LabVIEW

Hi

(1) Currently there is not a built in function to split the FXP value in this specific way.  There are other programmatic ways to split the value in addition to your method. Here are two alternate ways that come to mind.

(2) The HT Multiply does not support the adder.

(3) Unfortunately, there is not an easy way to work with bit widths greater than 64 in LabVIEW FPGA. I've never had a need to work with anything greater 64 bits.  The only way I can think that it is possible is by using multiple FXP types in parallel and manually controlling where each bit goes through every operation.  While this would be difficult and tedious, it is still possible. Even if LabVIEW supported FXP bit widths greater than 64 bits, it would still be necessary to split the data type prior to doing other operations using the DSP48E. In addition, if 64 bits is only needed internally for part of the design, then it could be written in VHDL and imported into LabVIEW FPGA with the IP Integration node.

Hope this helps,

Stephen

Hi

1. Using the Number to Array and then the Split Array Function ist maybe the easiest way. When i look to the

"Estimated Ressource Utilization Guides" it seems to use nearly no logic Ressources. Thank you for this solution i havent tought of it.

Does the fact that it uses nearly no resources mean that it is only a wiring operation? This would mean it has only the delay of the signal traveling trough the wires?

2. Ok.

3. As i unterstand little of VHDL is it possible to use Datatypes with more than 64bit in VHDL? I know it would consume many resources but my algorithm needs more than 64bit.

westgate

(1) Yes, As far as I know, this method should simply be a remapping of the bits and result in no extra logic requirements.  I think this is also true of the second method since the FXP conversions are configured to truncate and wrap, but I have not compiled it in hardware.

(3) Yes, VHDL allows for arbitrary bit widths using std_logic_vectors. If you could post more information on your application, I might be able to suggest some alternatives to using VHDL.

Stephen

We are trying to implement an Algorithm where we can find the length of a and b of an Elipse.

We have the Koordinates x and y of a set of points and we try to use the algorithm of this Paper.

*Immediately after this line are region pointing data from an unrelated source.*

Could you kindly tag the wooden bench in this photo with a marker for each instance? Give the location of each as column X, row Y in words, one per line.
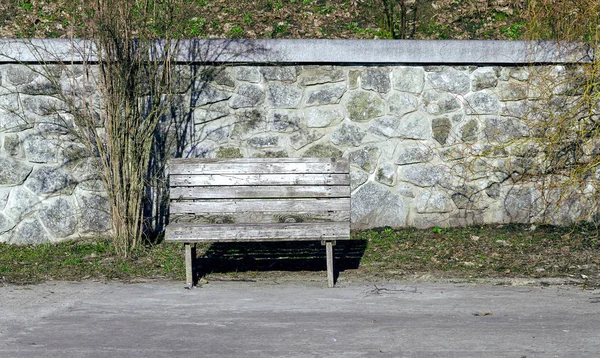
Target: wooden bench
column 258, row 199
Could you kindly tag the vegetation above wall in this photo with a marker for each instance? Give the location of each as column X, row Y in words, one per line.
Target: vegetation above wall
column 358, row 19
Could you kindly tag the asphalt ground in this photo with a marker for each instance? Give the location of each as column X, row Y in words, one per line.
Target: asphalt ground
column 298, row 319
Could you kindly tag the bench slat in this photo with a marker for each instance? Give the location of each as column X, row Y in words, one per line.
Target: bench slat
column 259, row 179
column 251, row 205
column 259, row 168
column 258, row 232
column 253, row 217
column 248, row 192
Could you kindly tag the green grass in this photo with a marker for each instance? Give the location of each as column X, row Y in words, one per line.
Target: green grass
column 473, row 252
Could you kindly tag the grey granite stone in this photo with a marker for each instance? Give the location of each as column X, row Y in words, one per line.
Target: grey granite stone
column 285, row 120
column 284, row 95
column 377, row 79
column 412, row 153
column 20, row 203
column 29, row 231
column 50, row 180
column 248, row 74
column 433, row 202
column 320, row 117
column 13, row 172
column 322, row 151
column 481, row 103
column 416, row 125
column 402, row 103
column 348, row 135
column 302, row 138
column 247, row 95
column 327, row 94
column 450, row 80
column 41, row 149
column 409, row 79
column 483, row 78
column 364, row 106
column 94, row 212
column 279, row 73
column 59, row 216
column 357, row 178
column 365, row 158
column 425, row 175
column 386, row 174
column 374, row 205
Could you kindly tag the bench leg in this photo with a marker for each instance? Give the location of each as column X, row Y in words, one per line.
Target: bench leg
column 190, row 256
column 330, row 273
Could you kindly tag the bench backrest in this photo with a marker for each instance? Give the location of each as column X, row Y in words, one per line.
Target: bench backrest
column 259, row 190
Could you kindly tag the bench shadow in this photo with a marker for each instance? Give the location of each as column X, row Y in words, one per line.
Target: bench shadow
column 278, row 256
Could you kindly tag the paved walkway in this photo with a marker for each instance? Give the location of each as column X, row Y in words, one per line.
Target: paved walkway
column 297, row 319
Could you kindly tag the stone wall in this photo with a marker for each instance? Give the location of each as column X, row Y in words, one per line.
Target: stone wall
column 404, row 127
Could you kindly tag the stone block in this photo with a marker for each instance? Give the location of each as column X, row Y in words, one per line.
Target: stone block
column 44, row 105
column 364, row 106
column 29, row 231
column 94, row 212
column 50, row 180
column 5, row 225
column 322, row 151
column 248, row 74
column 469, row 132
column 247, row 95
column 402, row 103
column 416, row 125
column 303, row 138
column 386, row 174
column 374, row 205
column 409, row 79
column 412, row 153
column 348, row 135
column 263, row 141
column 450, row 80
column 20, row 203
column 440, row 128
column 440, row 102
column 425, row 175
column 327, row 94
column 210, row 95
column 365, row 158
column 285, row 120
column 357, row 178
column 483, row 78
column 320, row 75
column 433, row 202
column 59, row 216
column 41, row 149
column 376, row 79
column 481, row 103
column 504, row 129
column 320, row 117
column 13, row 172
column 511, row 91
column 284, row 95
column 20, row 74
column 279, row 73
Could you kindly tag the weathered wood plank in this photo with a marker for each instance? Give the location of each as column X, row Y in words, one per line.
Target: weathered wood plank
column 329, row 258
column 194, row 161
column 248, row 192
column 259, row 179
column 252, row 217
column 258, row 232
column 259, row 168
column 253, row 205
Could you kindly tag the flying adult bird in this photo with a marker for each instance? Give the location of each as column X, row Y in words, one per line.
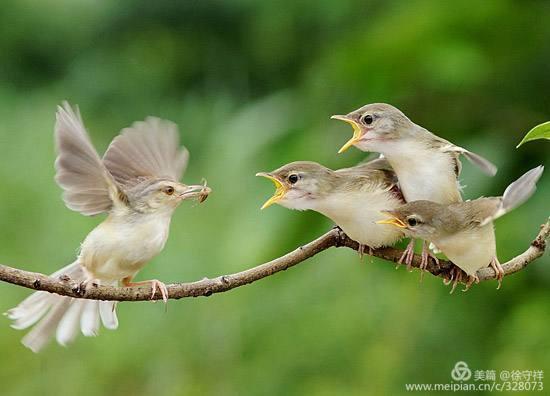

The Problem is the Algorithm computes x and y to the power of 8. This means we get very very big numbers.

If we say x and y can be 1000 we have 10Bit for them. In the worst case we then get 80Bit for one Pixel (10Bit x 8). As we have to calculate the sum and if we asume that we also can have 1000 Ellipse Points we need 90Bit.

Maybe somebody has a suggestion of an alternative algorithm. 

I'm not an expert in fitting data sets to elipses, but after doing a quick google search I found several papers each with many references.  It seems very possible that there may be a better algorithm after doing a literature search.

More importantly, I don't think it is necessary to keep around all of the bits of the algorithm after every computational stage.  Not even double precision floating point could keep 90bits of percision.
 My guess is that if you have 10bits of percision at the input, you will probably not need more than 20bits of precision at the output and that you probably really only need about 16bits at the output. If this is the case, then you should not need more than 64 bits at any stage within the computation.

Typically when I create a new algorithm that needs to be implemented in Fixed Point, I first create a host based implementation in fixed point. By knowning the precision needed at the final output, I can figure out the bit precision each previous stage's outputs need to be.  Starting with this estimate then I can then vary the bit widths at each stage using the host model to reach the desired performance.